Al contrario, le rinnovabili sono conteggiate come energia secondaria: tale disparità di trattamento, evidenzia l’autore dell’articolo, si deve in buona parte a ragioni di semplicità. Le compagnie fossili preferiscono indicare le quantità estratte di carbone o idrocarburi in tonnellate, mentre gli operatori delle rinnovabili si riferiscono all’output elettrico dei rispettivi impianti.

Tra l’altro, prosegue l’esperto, quando la IEA nel 2005 aveva scelto il metodo di calcolo, le tecnologie pulite rappresentavano ancora una frazione minima del totale, quindi è logico supporre che la discussione avesse dato minor peso a quelle fonti ancora immature e dall’incerto sviluppo come è stato dimostrato dalla stessa IEA nelle sue stime degli scenari futuri (Ecco perché si sbagliano sempre le previsioni sull’energia solare).

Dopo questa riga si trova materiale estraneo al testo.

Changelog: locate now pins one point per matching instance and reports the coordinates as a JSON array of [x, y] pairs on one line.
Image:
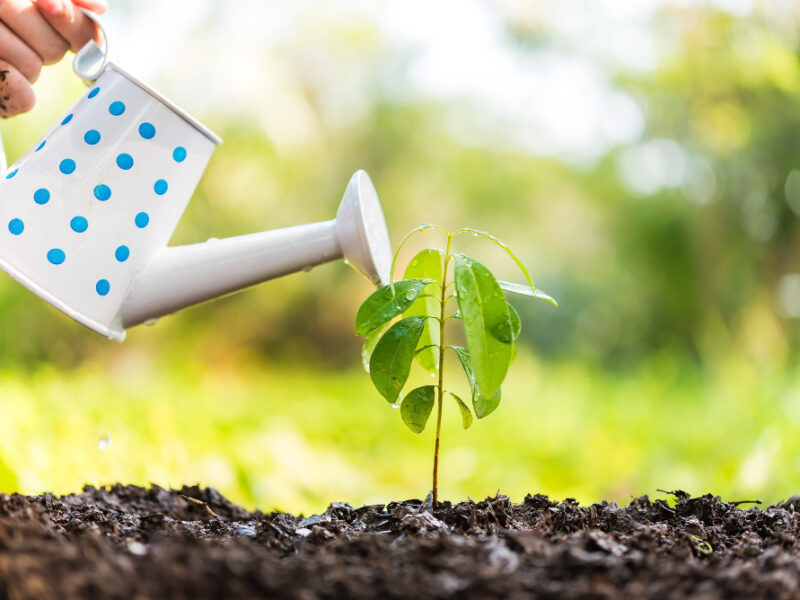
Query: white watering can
[[86, 214]]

Anche per il nucleare e le biomasse, spiega poi Sauar, è più semplice misurare l’output elettrico, piuttosto che l’esatta quantità di energia nucleare o di biomassa consumata in origine.

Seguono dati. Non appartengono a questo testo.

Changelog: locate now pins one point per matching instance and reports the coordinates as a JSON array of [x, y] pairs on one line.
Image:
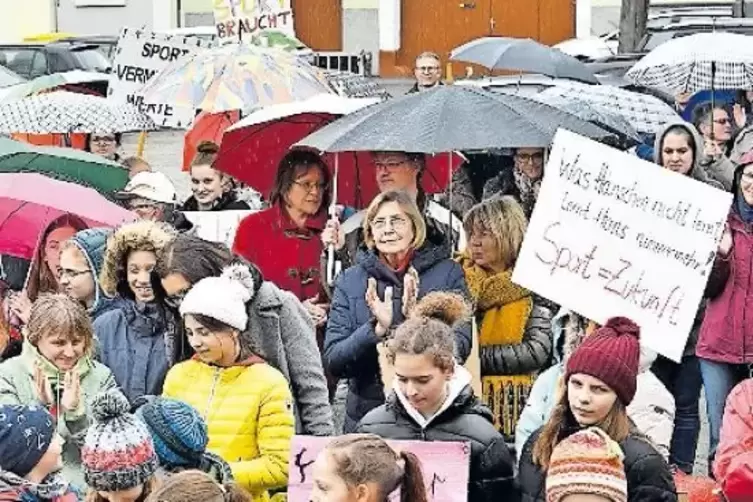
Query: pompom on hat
[[587, 463], [222, 298], [611, 354], [118, 453]]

Difatti, la IEA ha deciso di moltiplicare per 3 l’energia elettrica generata da queste due fonti, così da rispecchiare con una buona approssimazione il concetto di “energia primaria” e le successive perdite nei processi di conversione.

Allo stesso modo, bisognerebbe individuare dei moltiplicatori anche per l’elettricità generata dalle centrali eoliche e solari. Sauar ipotizza un fattore pari a 2,2-2,5 per l’eolico, una tecnologia molto efficiente che spesso riesce a superare il 40% di rendimento medio.

Il fotovoltaico invece è meno efficiente, si sta avvicinando a una media del 20% e quindi richiederebbe un fattore di moltiplicazione di 5,0 circa, per riflettere le perdite della conversione dall’energia solare all’elettricità effettivamente utilizzabile.

Prendendo a riferimento un mix 60/40 di eolico e solare, chiarisce Sauar, il moltiplicatore medio da utilizzare sarebbe di circa 3,3, quindi molto simile a quello impiegato per nucleare e biomasse.

In conclusione, appare chiaro che da parecchi anni la IEA sta elaborando scenari in cui le rinnovabili sono ampiamente sottopesate a tutto vantaggio delle fonti fossili.

Il grafico qui sotto, rielaborato dall’autore dello studio, confronta lo scenario 450 della IEA, pubblicato nel World Energy Outlook 2016 sul mix dei consumi di energia primaria previsti al 2040, con lo stesso scenario “corretto” da Sauar con un fattore di 2,9 assegnato alle rinnovabili (barretta gialla).

Come si vede, eolico e solare sono destinati a giocare un ruolo di primo piano che l’errore statistico, perpetrato dagli analisti, non consente di riconoscere a uno sguardo superficiale.